The last couple of weeks I have gotten into more of a pattern for reading, and that’s been great. I would like to write some notes on the books I’ve read. Although I need a less serious title for it than “reviews.” The last couple of weeks I read Postville, USA and Jonah, Jesus, and Other Good Coyotes. This week I’m starting on Coming to America, which is quite thick, and Pedagogy of the Oppressed. It’s really great to have the time to do this kind of reading and have mental space for lots of connections to be made.
I read an article yesterday on the New York Times that explored some of the sharper criticism that seems to be coming against Obama from the Late Night Television Circuit. As everybody tries to measure the impact of everything from the awarding of the Nobel Peace Prize to the failed Olympic bid for Chicago, it’s hard to figure out what is really an indication of what. There’s an image from the Late Night scene that has stayed with me, though. It’s from Jon Steward of The Daily Show. Highlighting the ongoing refrain that the President has “too much on his plate” as a way to call for patience on a variety of issues, Steward said basically, “OK, so start eating and clearing some of that plate.” I think that’s something that needs attention from the immigration conversation. We cannot continue to wait and assume that there is too much on the plate. There is a need for action and for pressing for change.

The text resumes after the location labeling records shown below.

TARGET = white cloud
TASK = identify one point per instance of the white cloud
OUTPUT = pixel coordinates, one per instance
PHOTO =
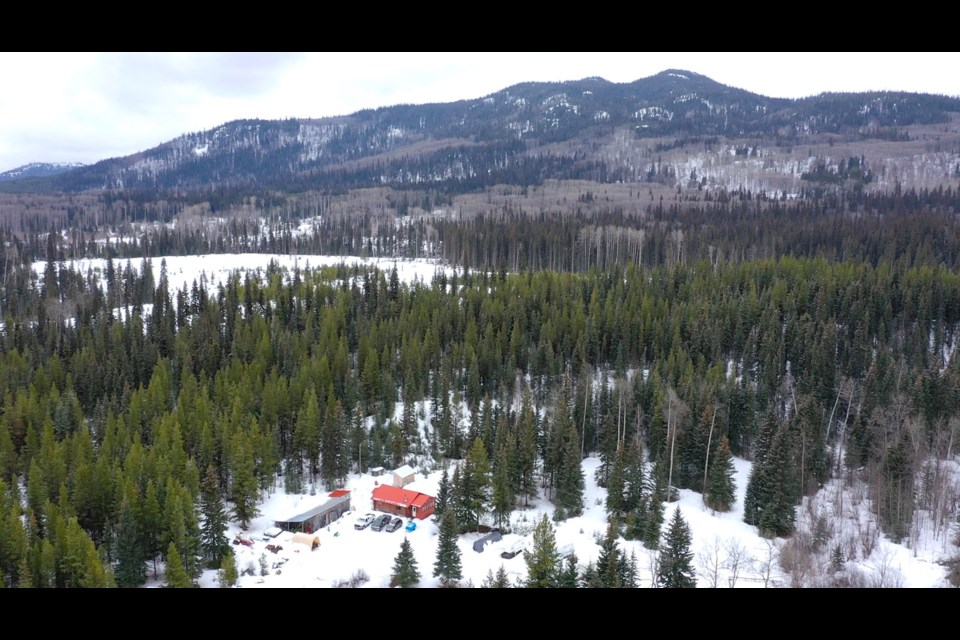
(87, 107)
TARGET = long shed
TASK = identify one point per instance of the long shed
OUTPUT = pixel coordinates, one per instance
(405, 502)
(337, 504)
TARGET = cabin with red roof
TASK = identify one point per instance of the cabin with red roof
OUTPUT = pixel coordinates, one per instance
(403, 502)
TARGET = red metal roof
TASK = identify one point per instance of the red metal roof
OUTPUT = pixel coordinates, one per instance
(396, 495)
(421, 500)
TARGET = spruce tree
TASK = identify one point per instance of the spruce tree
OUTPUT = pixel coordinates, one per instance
(721, 487)
(228, 570)
(214, 544)
(543, 560)
(244, 487)
(475, 487)
(615, 483)
(177, 577)
(569, 577)
(609, 560)
(405, 573)
(447, 566)
(675, 563)
(503, 494)
(569, 481)
(443, 494)
(131, 569)
(653, 523)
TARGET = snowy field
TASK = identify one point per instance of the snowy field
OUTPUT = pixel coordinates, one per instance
(183, 271)
(344, 551)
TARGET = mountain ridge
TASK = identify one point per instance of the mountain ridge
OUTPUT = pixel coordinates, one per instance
(589, 129)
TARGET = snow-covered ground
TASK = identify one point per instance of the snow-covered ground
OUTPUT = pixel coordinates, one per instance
(183, 271)
(727, 551)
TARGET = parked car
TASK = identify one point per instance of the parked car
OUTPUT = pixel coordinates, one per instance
(380, 522)
(395, 524)
(514, 549)
(242, 538)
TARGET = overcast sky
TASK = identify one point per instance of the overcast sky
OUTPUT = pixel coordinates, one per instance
(85, 107)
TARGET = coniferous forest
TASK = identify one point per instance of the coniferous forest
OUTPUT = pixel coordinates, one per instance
(664, 330)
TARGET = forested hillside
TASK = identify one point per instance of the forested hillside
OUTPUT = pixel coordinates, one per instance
(699, 274)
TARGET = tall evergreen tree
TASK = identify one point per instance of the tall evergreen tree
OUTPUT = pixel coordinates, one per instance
(721, 487)
(609, 560)
(569, 482)
(131, 569)
(443, 494)
(675, 562)
(543, 560)
(447, 566)
(475, 487)
(227, 573)
(214, 544)
(177, 577)
(244, 486)
(405, 572)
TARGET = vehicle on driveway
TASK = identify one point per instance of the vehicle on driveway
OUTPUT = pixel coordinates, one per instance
(380, 522)
(395, 524)
(513, 549)
(244, 539)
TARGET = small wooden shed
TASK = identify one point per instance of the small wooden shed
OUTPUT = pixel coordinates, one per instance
(309, 539)
(402, 476)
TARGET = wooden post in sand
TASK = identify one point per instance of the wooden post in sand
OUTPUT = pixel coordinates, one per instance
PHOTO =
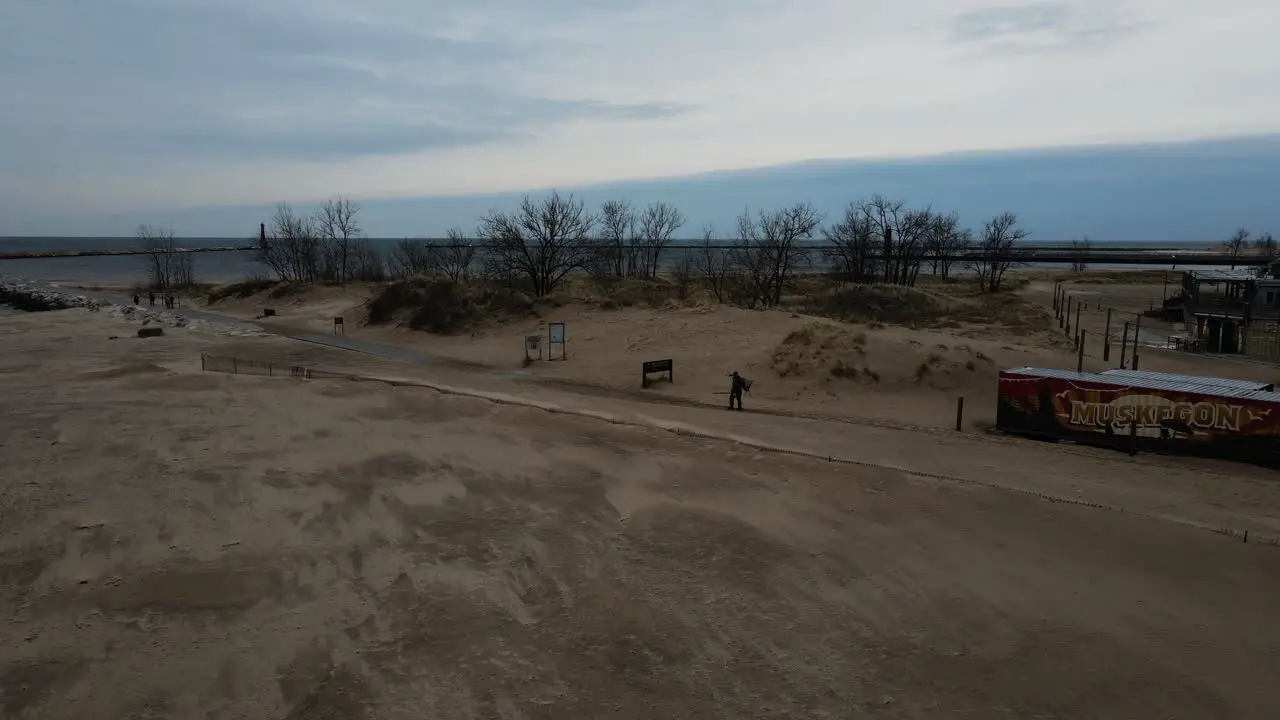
(1137, 329)
(1106, 340)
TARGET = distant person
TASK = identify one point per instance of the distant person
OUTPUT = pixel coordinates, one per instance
(735, 390)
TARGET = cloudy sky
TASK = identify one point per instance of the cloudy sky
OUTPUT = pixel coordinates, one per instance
(158, 104)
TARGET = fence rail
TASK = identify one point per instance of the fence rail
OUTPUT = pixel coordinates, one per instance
(243, 367)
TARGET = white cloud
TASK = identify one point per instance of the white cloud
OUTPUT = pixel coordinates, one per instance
(232, 101)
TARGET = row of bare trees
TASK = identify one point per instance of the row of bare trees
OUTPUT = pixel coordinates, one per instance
(1264, 246)
(168, 267)
(325, 246)
(545, 240)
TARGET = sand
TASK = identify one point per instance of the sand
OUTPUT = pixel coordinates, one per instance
(202, 545)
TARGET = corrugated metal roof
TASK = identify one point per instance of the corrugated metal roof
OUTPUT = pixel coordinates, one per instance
(1191, 379)
(1146, 383)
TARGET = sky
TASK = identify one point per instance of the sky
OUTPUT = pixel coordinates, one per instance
(155, 105)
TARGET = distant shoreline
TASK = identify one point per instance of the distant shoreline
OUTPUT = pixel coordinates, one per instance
(42, 254)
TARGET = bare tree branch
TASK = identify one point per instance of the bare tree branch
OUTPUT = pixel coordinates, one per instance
(542, 241)
(1079, 251)
(997, 250)
(1237, 244)
(851, 246)
(658, 226)
(771, 247)
(713, 264)
(168, 267)
(453, 256)
(337, 224)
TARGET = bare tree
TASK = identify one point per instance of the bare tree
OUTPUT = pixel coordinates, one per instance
(771, 247)
(411, 258)
(713, 264)
(997, 250)
(1265, 245)
(903, 237)
(658, 226)
(618, 241)
(912, 237)
(453, 255)
(292, 246)
(158, 245)
(851, 246)
(364, 261)
(337, 224)
(1237, 244)
(542, 241)
(883, 215)
(1079, 254)
(945, 240)
(168, 265)
(682, 274)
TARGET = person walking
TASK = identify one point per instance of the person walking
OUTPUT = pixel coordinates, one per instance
(735, 390)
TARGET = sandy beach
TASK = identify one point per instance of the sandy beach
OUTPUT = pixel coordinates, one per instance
(474, 536)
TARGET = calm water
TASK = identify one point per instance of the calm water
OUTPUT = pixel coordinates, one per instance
(209, 267)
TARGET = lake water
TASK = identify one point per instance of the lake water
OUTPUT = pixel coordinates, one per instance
(218, 267)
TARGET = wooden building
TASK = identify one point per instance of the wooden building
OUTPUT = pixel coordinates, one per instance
(1233, 311)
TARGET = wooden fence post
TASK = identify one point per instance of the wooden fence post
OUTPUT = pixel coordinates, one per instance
(1137, 329)
(1106, 340)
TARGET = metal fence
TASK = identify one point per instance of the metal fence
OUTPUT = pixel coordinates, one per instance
(243, 367)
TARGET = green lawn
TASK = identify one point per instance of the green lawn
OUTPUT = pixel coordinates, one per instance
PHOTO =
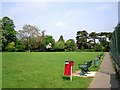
(42, 69)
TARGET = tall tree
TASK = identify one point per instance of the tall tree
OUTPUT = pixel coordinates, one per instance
(70, 45)
(93, 35)
(60, 44)
(8, 31)
(82, 39)
(61, 39)
(29, 35)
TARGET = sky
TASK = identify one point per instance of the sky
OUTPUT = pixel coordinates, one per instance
(63, 18)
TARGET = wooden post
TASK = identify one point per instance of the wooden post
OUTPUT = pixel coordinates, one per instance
(71, 74)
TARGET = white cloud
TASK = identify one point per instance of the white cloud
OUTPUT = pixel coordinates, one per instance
(60, 24)
(26, 7)
(104, 7)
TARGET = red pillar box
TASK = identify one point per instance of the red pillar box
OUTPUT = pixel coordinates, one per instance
(67, 70)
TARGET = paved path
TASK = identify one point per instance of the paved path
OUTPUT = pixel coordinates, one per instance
(105, 77)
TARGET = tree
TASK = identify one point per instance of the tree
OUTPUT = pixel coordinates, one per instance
(10, 47)
(8, 31)
(61, 39)
(29, 35)
(82, 39)
(49, 42)
(60, 44)
(93, 35)
(70, 45)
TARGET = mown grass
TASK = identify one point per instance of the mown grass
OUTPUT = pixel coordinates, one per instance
(42, 69)
(0, 70)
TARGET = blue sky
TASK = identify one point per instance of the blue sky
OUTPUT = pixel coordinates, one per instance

The hearing by the Senate subcommittee on immigration that focused on “faith perspectives” was hopeful. It was rather thin because of limited time, but significant in some of the statements made. From what seemed like a specific choice, primarily “evangelical” Christians made up the panel (with the exception of a Catholic Bishop). It was disappointing that no other “faith perspectives” were brought in, but what I understand from others is that the intent was to highlight the fact that even the more “conservative” parts of Christianity – perhaps assumed by many to oppose immigration reform – are changing their tune. So timing seems to be right, and we can’t wait for the plate to be any less full. There seems to be broad – and growing – consensus on the religious front. The telebriefing by the Opportunity Agenda on their media and Web 2.0 scan indicated a significant change in both of these media from what used to be dominated by anti-immigrant reporting and postings to the complete reversal toward a dominant positive view of immigration. The time is right. We must act.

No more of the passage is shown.